Пражское кладбище
Шрифт:
— Таково, — заключал свою речь дед, — письмо, посланное мной Баррюэлю. Может, я при пересказе и усугубил его смысл неким образом, представляя дело так, будто мною слышано было это от всех на свете евреев, в то время как на самом деле только от одного. Но я действую в убеждении, что Мордухай выдал мне непреложную истину. И вот что я писал в завершении, дай тебе дочитаю документ до конца. «Таковы, мой сударь, мерзостные проекты иудейской нации, дошедшие до моих собственных ушей… Поэтому было бы превыше всего желательно, чтобы живое и превосходное перо, подобное вашему, открыло бы читающим глаза на сущность сказанных правительств, призвало бы читающих возвратить сказанный народ в ничтожество, которое ему приличествует, в коем наши более нас политичные и более нас рассудительные пращуры неукоснительно его держали. Посему, милостивый государь, я личным именем заклинаю вас, простите огрехи слога честному итальянцу и слуге отечества, пренебрегите теми нечистотами, которые, может статься, вы с досадой сочтете в моем послании.
— А что ответил аббат Баррюэль?
— Не удостоил меня ответом! Но поскольку у меня водились друзья в римской курии, я вызнал и убедился, что этот боязливец поостерегся распространять полученные от меня истины, дабы не дать ход преследованию евреев, к которому у него не хватило духу призывать, поскольку он считал, что среди оных попадаются и невиновные. Возымели, видимо, действие и интриги французских евреев того времени. Наполеон встречался с представителями Верховного Синедриона, ища у них поддержки собственным амбициям.
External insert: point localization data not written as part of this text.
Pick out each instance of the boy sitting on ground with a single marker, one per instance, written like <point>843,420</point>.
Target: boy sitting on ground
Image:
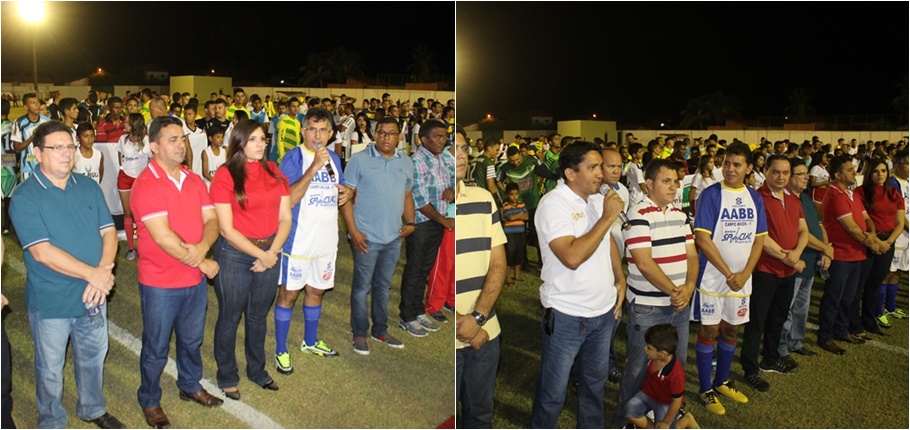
<point>662,391</point>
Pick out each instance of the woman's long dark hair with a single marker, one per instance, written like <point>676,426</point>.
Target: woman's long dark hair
<point>236,159</point>
<point>869,186</point>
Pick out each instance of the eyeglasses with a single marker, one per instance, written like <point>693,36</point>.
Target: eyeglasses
<point>384,134</point>
<point>59,149</point>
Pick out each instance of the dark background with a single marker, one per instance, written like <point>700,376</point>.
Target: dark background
<point>642,61</point>
<point>256,41</point>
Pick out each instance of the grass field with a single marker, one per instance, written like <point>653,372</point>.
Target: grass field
<point>866,388</point>
<point>408,388</point>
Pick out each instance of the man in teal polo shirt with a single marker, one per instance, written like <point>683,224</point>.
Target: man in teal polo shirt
<point>69,244</point>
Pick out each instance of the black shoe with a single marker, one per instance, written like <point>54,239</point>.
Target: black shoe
<point>758,383</point>
<point>107,421</point>
<point>805,351</point>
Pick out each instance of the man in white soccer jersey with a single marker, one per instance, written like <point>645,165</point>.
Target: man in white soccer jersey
<point>730,226</point>
<point>308,256</point>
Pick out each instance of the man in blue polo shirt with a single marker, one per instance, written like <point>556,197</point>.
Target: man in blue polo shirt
<point>69,244</point>
<point>382,177</point>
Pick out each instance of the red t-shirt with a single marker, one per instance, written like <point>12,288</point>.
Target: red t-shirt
<point>839,203</point>
<point>666,384</point>
<point>884,213</point>
<point>154,195</point>
<point>263,198</point>
<point>783,226</point>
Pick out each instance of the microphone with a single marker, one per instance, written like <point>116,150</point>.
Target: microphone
<point>604,189</point>
<point>328,164</point>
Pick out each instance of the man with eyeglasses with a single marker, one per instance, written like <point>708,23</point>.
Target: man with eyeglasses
<point>378,221</point>
<point>433,189</point>
<point>69,246</point>
<point>308,257</point>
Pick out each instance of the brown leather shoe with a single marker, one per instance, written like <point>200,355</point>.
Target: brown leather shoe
<point>202,397</point>
<point>156,418</point>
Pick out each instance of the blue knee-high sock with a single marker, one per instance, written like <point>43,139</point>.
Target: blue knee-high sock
<point>311,323</point>
<point>704,354</point>
<point>891,298</point>
<point>879,305</point>
<point>724,361</point>
<point>282,326</point>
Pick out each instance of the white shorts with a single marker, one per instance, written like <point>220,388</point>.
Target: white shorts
<point>711,309</point>
<point>900,260</point>
<point>297,272</point>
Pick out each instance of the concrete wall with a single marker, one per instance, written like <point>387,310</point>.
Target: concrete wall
<point>754,136</point>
И кто-то, несомненно, намекнул аббату, что не рекомендовалось ему мутить тогдашнюю воду. Но в то же время Баррюэль поостерегся замалчивать. Он переслал оригинал моего письма Его Святейшеству Пию Седьмому, а копии — нескольким епископам. И не только. Он ознакомил с письмом кардинала Феша, в то время председателя собора галликанской церкви, дабы тот представил сей документ Наполеону. Тем же порядком осведомил он и главу полицейского управления Парижа. После чего парижская полиция, как мне сказали, навела обо мне справки при римской курии, желая знать, авторитетный ли я свидетель, — и, черт меня побери, я оказался авторитетным. Кардиналы не могли не признать! Короче говоря, Баррюэль старался угождать и нашим и вашим. Не желал ворошить муравейник еще хуже, чем уже его разворошила опубликованная им книга, и тем не менее втихомолку распространял мои открытия по миру. А надо тебе сказать, что Баррюэля воспитывали иезуиты, пока Людовик Пятнадцатый не выдворил иезуитов из Франции, Баррюэль потом принял сан в качестве священника в миру, а впоследствии снова превратился в иезуита, когда Пий Седьмой вернул ордену полную легитимность. Ну, тебе известно, что я пылкий католик и чту любого, на ком надета ряса. Но, как ни кинь, иезуит — это все же иезуит. Говорит одно, делает другое, делает второе, говорит третье… Баррюэль вел себя в точности так. Дед хихикал, прыская слюной сквозь немногие стоявшие во рту зубы, наслаждаясь хлесткой сардоничностью собственных речей.
— Так-то вот, Симонино, дожил я до старости, не соглашавшись быть вопиющим в пустыне. Кто в мои слова не желал вслушаться, ответит за это пред Господом, однако вам-то, юным, я все же передаю факел свидетельства. Распроклятущие евреи все захватывают и захватывают власть, а наш трусливый правитель Карл-Альберт все уступает и уступает. Но его же и сметет сила их заговора…
— Как, здесь в Турине тоже заговор? — переспрашивал я. Дед обводил вокруг взглядом, будто страшился чужих ушей. Тени заката окутывали комнату.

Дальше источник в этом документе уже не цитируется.